# Mechanism and Regulation of Replication-Coupled Asymmetric Histone Incorporation in Drosophila Male Germline Stem Cells

> **NIH NIH F31** · JOHNS HOPKINS UNIVERSITY · 2024 · $48,974

## Abstract

PROJECT SUMMARY
Adult stem cells often divide asymmetrically to form one self-renewing stem cell and a differentiating daughter cell. This
process is important to maintain homeostasis and produce cells with the correct fate. Because both daughter cells inherit the
same genetic information, it is logically inferred that epigenetics play a key role in the differing cell fate decision.
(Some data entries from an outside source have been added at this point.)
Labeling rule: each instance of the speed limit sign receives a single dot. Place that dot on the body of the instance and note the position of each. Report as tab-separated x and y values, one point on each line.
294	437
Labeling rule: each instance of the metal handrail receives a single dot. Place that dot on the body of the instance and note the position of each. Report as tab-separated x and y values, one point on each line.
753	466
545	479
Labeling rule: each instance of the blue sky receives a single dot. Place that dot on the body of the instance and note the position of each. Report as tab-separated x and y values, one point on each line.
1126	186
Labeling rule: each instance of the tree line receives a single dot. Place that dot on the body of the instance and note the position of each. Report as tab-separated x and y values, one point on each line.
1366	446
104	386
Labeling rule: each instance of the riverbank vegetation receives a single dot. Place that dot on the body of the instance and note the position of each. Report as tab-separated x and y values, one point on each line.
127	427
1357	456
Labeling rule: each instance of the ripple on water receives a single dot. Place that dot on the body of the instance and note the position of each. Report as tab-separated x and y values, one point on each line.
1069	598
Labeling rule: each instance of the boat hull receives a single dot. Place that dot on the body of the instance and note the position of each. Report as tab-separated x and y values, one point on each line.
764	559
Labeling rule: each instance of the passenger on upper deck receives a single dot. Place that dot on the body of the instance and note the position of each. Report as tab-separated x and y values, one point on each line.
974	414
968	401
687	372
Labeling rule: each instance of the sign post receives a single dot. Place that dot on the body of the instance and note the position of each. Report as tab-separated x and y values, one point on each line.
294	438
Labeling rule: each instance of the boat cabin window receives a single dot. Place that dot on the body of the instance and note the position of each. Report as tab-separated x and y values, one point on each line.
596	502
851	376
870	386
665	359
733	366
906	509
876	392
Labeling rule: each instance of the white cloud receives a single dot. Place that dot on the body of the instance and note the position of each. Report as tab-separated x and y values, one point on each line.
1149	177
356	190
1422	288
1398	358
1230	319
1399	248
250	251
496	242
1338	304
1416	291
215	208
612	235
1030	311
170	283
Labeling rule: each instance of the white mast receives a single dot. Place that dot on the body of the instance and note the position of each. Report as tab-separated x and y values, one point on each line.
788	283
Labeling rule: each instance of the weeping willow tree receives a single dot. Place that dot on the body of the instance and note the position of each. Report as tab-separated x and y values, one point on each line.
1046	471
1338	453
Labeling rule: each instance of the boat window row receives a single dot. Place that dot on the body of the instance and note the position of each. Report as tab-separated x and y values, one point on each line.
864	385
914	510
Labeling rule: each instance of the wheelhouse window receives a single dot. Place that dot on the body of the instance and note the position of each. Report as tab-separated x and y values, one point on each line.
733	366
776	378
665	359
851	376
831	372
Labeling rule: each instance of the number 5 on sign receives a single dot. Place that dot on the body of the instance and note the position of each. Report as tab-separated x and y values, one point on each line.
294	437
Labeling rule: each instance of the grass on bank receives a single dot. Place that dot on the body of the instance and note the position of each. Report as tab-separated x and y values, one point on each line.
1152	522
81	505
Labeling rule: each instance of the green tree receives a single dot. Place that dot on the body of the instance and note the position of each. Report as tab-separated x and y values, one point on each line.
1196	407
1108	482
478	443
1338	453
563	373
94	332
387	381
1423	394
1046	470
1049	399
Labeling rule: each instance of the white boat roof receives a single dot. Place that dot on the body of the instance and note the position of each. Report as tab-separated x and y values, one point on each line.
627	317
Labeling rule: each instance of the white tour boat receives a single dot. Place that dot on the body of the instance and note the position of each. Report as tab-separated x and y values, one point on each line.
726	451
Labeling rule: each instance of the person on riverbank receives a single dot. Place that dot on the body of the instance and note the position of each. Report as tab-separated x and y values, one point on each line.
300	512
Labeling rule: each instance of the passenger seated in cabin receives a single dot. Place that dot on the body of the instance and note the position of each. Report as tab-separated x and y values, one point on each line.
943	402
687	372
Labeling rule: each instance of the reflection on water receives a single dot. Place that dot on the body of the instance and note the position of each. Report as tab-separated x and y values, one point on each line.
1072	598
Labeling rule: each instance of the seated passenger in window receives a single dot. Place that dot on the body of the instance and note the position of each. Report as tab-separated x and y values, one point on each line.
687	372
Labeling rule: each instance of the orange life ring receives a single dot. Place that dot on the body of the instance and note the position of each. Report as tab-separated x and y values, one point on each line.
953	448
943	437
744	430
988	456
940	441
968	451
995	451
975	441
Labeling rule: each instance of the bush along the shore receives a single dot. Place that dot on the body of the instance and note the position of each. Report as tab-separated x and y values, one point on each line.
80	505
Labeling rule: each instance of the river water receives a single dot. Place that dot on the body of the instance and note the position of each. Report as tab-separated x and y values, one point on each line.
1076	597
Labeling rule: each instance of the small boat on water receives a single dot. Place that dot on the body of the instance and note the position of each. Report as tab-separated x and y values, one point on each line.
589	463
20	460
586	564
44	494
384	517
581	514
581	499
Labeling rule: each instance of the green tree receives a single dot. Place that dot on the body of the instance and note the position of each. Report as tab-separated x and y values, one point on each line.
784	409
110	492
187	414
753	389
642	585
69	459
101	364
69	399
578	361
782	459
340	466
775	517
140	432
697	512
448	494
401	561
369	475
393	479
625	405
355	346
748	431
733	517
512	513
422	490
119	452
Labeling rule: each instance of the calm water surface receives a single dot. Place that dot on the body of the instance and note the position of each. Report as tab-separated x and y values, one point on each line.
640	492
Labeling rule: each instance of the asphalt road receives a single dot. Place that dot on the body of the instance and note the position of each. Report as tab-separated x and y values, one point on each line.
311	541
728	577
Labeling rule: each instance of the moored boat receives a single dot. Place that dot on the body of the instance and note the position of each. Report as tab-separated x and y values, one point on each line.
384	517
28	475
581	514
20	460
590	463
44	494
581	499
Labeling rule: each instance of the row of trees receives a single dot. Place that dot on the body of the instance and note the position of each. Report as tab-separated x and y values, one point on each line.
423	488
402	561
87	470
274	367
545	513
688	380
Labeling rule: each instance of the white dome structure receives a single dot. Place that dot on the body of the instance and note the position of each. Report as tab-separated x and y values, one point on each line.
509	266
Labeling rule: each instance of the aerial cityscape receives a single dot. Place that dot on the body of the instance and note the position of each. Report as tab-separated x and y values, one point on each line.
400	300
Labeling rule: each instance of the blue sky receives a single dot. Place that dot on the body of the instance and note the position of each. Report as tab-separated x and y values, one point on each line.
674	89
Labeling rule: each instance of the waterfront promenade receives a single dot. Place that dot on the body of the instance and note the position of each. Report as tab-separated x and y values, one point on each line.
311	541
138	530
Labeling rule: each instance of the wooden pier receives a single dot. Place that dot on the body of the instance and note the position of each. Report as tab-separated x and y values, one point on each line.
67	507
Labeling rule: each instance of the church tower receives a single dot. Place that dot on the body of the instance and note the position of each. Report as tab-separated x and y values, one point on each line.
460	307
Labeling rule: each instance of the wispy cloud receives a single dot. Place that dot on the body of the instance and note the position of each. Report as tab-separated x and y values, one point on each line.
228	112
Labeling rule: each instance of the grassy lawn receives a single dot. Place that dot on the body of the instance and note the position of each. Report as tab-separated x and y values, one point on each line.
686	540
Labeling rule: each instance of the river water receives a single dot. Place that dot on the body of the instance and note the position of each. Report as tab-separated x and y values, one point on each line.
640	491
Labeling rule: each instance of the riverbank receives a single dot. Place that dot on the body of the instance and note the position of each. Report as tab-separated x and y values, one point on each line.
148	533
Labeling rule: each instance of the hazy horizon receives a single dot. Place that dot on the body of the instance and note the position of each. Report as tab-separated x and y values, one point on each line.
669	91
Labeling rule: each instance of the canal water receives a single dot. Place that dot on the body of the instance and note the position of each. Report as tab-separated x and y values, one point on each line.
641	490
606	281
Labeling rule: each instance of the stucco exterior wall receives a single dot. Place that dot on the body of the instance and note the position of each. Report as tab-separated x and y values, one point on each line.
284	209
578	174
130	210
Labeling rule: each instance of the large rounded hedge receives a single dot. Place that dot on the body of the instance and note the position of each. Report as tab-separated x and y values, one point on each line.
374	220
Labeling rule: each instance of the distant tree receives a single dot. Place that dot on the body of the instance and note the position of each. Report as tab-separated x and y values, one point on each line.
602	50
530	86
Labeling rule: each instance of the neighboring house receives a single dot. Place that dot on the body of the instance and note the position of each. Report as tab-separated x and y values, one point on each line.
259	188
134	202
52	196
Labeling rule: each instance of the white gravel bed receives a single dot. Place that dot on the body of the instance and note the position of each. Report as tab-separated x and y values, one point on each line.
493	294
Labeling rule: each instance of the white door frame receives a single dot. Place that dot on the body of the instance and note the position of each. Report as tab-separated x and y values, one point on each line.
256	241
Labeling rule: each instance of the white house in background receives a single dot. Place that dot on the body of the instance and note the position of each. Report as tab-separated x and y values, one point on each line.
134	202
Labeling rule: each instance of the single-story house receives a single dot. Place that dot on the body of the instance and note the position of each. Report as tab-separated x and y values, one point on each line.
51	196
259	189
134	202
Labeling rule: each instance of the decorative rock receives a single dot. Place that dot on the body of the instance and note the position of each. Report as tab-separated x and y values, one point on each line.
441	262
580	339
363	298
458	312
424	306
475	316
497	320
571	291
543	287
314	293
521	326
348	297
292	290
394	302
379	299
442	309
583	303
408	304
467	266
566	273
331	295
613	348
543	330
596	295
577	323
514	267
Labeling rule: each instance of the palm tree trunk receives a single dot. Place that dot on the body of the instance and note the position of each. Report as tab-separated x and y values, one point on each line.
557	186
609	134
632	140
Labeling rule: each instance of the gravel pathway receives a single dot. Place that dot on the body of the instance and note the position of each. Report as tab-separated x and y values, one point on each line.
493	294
How
epigenetic information is parsed in such an asymmetric way, however, is a significant question. One key epigenetic
component are histones, and the Chen Lab previously discovered that histones are inherited asymmetrically with respect to
preexisting (old) and newly synthesized (new) histones during the division of Drosophila male germline stem cells (GSCs),
the first division of spermatogenesis. Old histones are preferentially inherited by the self-renewing GSC while new histones
go to the differentiating cell. This suggests a potential mechanism by which asymmetric epigenetic information could be
inherited in such a way to determine different cell fates in genetically identical daughter cells. Further, previous work in the
lab has found that the histone asymmetry is established during S-phase by asymmetric histone partitioning at the DNA
replication fork. This suggests S phase and DNA replication play a potentially large role in determining cell fate, but the
precise coordination of factors determining when and where asymmetry occurs remains elusive. It is of interest to study
how this asymmetry is established, which genomic regions are subject to asymmetry, and how this process can be regulated.
Here I propose studying the role of two important and interconnected aspects impacting DNA replication: chromatin
environment and replication timing. I have preliminary evidence that histone modifications associated with different types
of chromatin (eg. euchromatin vs. facultative heterochromatin) incorporate at varying degrees of asymmetry in GSCs,
suggesting histone recycling patterns are chromatin context-dependent. I propose systematically studying different histone
modifications in GSCs and non-stem cells using single-molecule chromatin fibers combined with super resolution
microscopy that can distinguish individual strands at the replication fork. Further, because timing during S phase is
inherently linked to what type of chromatin is being replicated, I propose investigating the relationship between histone
asymmetry and the DNA replication timing program. First, I plan to treat Drosophila testes with hydroxyurea, which will
synchronize cells at the start of S phase. Measuring histone incorporation at different times following release into S phase
will determine how different stages of S phase may experience different degrees of asymmetry. I also propose studying total
histone asymmetry in fly lines lacking the master timing regulator Rif1 to determine if the DNA replication timing program
is necessary for histone asymmetries to be established. The results of this...

## Key facts

- **NIH application ID:** 10998053
- **Project number:** 1F31HD116510-01
- **Recipient organization:** JOHNS HOPKINS UNIVERSITY
- **Principal Investigator:** Brendon Eugene Michael Davis
- **Activity code:** F31 (R01, R21, SBIR, etc.)
- **Funding institute:** NIH
- **Fiscal year:** 2024
- **Award amount:** $48,974
- **Award type:** 1
- **Project period:** 2024-09-01 → 2027-08-31

## Primary source

NIH RePORTER: https://reporter.nih.gov/project-details/10998053

## Citation

> US National Institutes of Health, RePORTER application 10998053, Mechanism and Regulation of Replication-Coupled Asymmetric Histone Incorporation in Drosophila Male Germline Stem Cells (1F31HD116510-01). Retrieved via AI Analytics 2026-05-24 from https://api.ai-analytics.org/grant/nih/10998053. Licensed CC0.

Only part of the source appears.